Financial aid distributed to refugee camps and particularly used to empower refugees in seeking employment, will see them becoming independent and ultimately able to move out of displacement camps and even going back home. On the other hand, first world countries in the exception of Germany and Sweden should increase the number of refugees that they allow into their countries as this will ultimately provide an immediate solution to those seeking immediate asylum. In the future, the World Bank amongst other financial institutions on a global scale should work towards empowering the countries that host refugees by giving them added economic support. This will help middle-income nations that host many refugees in ensuring that refugees are able to earn a living and contributing positively to the economy of a particular country. An example of such an initiative would be providing concessional loans to refugees that have lower interest rates and a longer repayment period, which give them a chance in sustaining their livelihoods.

 

Works Cited

Birnbaum, Michael. “Five Ways to Solve Europe’s Refugee Crisis.” The Washington Post, 8 Sept. 2015, www.washingtonpost.com/news/worldviews/wp/2015/09/08/five-ways-to-solve-europes-refugee-crisis/?utm_term=.cb9112dfdc8a. Accessed 7 November 2017.
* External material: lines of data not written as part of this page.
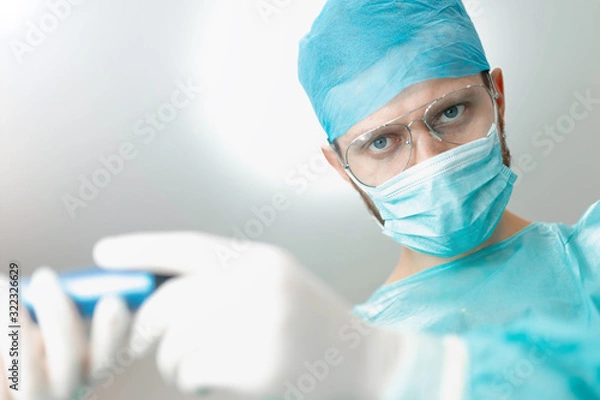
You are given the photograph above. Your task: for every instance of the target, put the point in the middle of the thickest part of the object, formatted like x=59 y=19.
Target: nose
x=424 y=143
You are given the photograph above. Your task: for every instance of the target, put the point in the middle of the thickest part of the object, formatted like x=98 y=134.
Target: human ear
x=334 y=161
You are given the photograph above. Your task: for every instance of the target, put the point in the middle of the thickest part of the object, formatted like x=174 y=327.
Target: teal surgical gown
x=527 y=309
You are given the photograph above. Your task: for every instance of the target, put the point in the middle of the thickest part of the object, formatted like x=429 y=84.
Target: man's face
x=424 y=144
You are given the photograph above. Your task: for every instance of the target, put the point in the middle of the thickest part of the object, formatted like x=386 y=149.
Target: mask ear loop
x=359 y=185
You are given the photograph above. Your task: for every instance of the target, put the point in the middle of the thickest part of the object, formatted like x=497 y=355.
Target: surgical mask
x=448 y=204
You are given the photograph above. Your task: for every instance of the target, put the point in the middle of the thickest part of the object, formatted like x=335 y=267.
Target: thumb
x=158 y=252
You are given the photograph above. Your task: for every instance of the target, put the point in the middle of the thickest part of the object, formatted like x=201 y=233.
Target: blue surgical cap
x=360 y=54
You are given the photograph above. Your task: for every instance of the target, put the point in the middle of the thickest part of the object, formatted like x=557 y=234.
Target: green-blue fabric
x=359 y=54
x=528 y=308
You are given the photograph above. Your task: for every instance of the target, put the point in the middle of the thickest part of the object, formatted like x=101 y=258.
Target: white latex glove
x=54 y=358
x=260 y=326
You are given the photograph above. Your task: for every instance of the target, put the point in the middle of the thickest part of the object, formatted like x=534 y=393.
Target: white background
x=78 y=94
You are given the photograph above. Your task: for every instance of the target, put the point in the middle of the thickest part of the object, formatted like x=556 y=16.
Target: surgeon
x=482 y=304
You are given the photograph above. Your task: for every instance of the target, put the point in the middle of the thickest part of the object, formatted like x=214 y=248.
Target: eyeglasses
x=459 y=117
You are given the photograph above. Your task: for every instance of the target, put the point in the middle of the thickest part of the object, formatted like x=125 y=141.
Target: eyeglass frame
x=493 y=94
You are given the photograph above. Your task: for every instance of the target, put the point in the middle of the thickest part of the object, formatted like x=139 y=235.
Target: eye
x=452 y=113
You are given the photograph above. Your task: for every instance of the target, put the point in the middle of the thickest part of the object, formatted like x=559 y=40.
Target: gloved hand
x=250 y=321
x=55 y=356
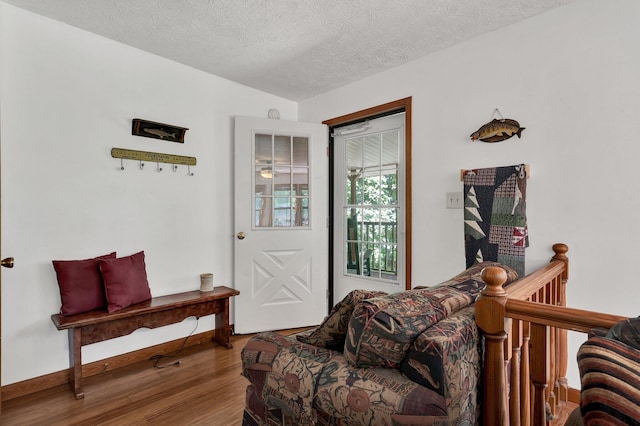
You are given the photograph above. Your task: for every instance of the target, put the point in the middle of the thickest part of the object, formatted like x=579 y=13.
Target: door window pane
x=281 y=181
x=371 y=211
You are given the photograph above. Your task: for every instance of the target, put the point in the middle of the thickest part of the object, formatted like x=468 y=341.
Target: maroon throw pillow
x=80 y=282
x=125 y=281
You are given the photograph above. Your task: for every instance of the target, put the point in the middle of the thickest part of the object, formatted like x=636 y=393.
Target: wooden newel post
x=490 y=317
x=560 y=251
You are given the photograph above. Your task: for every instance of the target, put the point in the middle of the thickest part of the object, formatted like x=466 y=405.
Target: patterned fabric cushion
x=446 y=358
x=381 y=329
x=295 y=383
x=375 y=396
x=610 y=378
x=331 y=332
x=284 y=372
x=627 y=332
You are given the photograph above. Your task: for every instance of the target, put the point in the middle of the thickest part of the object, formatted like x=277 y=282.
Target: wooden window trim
x=401 y=105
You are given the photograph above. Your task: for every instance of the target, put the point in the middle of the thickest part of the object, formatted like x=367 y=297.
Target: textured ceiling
x=295 y=49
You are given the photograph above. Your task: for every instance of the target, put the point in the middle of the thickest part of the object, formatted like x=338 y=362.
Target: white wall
x=67 y=97
x=571 y=77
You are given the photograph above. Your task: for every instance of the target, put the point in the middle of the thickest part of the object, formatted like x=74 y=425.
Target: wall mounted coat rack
x=153 y=157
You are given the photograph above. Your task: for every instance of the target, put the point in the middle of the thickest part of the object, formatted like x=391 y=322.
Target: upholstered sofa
x=407 y=358
x=609 y=364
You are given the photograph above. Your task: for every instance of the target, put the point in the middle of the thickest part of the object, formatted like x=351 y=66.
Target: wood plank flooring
x=205 y=389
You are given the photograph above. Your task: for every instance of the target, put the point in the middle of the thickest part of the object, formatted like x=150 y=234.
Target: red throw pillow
x=125 y=281
x=80 y=282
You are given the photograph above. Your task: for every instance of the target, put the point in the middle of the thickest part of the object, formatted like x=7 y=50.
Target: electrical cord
x=159 y=357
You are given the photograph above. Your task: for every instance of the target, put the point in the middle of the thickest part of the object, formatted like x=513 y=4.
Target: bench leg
x=75 y=361
x=221 y=335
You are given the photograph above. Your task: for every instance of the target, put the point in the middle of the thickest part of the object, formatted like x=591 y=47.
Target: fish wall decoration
x=497 y=130
x=151 y=129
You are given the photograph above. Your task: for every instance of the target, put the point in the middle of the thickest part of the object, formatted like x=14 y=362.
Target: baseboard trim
x=57 y=378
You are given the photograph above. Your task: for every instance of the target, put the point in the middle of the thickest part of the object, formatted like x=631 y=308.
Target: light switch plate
x=455 y=200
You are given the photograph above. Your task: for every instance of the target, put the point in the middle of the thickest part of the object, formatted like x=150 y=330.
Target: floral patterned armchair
x=399 y=359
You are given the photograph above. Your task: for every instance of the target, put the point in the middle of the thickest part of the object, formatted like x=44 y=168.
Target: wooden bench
x=97 y=326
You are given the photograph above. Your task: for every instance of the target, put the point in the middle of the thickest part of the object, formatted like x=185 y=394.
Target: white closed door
x=281 y=240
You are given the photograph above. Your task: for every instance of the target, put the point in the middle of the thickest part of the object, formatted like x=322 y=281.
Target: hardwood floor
x=205 y=389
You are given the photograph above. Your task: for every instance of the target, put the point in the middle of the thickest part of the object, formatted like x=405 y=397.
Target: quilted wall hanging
x=495 y=220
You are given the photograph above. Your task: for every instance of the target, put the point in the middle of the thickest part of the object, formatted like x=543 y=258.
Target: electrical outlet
x=454 y=200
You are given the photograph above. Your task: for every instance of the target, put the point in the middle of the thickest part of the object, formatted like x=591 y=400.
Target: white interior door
x=369 y=206
x=281 y=209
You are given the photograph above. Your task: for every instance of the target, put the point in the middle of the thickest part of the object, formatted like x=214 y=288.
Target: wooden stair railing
x=525 y=328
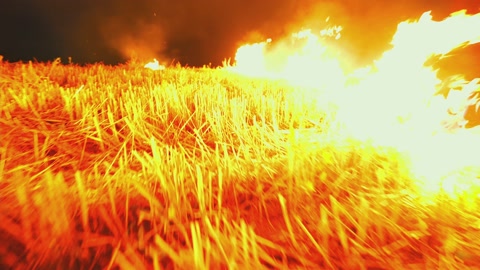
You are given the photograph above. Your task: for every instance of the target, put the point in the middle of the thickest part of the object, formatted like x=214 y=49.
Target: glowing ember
x=395 y=101
x=154 y=65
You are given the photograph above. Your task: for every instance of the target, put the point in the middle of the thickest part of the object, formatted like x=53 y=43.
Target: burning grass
x=126 y=168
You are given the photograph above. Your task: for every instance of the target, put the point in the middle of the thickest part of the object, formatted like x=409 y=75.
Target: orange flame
x=393 y=102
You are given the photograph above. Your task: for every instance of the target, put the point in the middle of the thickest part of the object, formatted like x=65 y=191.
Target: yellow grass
x=126 y=168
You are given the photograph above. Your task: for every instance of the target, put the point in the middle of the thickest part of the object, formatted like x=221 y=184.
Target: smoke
x=195 y=32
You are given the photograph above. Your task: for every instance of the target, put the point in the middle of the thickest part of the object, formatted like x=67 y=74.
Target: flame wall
x=194 y=32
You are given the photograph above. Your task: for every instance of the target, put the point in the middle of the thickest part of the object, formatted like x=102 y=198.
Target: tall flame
x=395 y=101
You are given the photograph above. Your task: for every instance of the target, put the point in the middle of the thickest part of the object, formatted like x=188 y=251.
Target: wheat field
x=122 y=167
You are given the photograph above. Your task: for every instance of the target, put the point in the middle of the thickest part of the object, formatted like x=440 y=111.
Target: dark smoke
x=194 y=32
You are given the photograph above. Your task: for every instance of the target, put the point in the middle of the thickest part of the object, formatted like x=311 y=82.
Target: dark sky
x=193 y=32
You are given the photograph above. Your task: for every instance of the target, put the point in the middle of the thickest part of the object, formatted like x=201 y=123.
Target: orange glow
x=394 y=102
x=154 y=65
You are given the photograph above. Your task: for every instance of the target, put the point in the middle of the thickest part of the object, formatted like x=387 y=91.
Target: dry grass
x=125 y=168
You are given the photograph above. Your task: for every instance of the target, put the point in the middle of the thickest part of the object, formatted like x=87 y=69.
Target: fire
x=395 y=101
x=154 y=65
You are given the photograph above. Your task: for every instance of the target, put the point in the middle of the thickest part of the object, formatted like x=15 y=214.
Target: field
x=122 y=167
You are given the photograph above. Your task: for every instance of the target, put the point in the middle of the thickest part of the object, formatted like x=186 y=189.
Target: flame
x=154 y=65
x=395 y=101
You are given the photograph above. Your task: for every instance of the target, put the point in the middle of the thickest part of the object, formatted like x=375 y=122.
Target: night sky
x=194 y=32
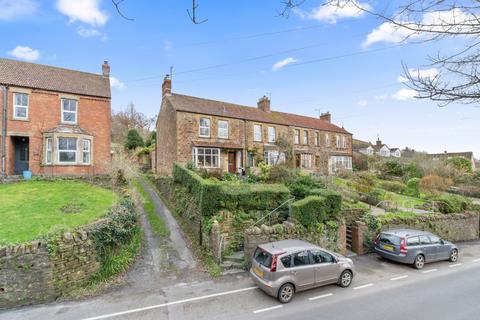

Crisis Group. UN News Centre “What’s Driving the Global Refugee Crisis?” Crisis Group, 16 Sept. 2016, www.crisisgroup.org/global/what-s-driving-global-refugee-crisis. Accessed 7 November 2017.

UN News Centre. “The Causes of the Refugee Crisis: Mediterranean Refugee Death Toll in 2016 “Worst We Have Seen”. 25 Oct. 2016, Global Research. https://www.globalresearch.ca/the-Refugee-Crisis-Mediterranean-Death-Toll-in-2016-Worst-We-Have-Seen-United-Nations/5553467. Accessed 7 November 2017.

United Nations High Commissioner for Refugees. “UNHCR 6 Steps towards Solving the Refugee Situation in Europe.” The UN Refugee Agency, 4 Mar. 2016, www.unhcr.org/news/press/2016/3/56d957db9/unhcr-6-steps-towards-solving-refugee-situation-europe.html. Accessed 7 November 2017.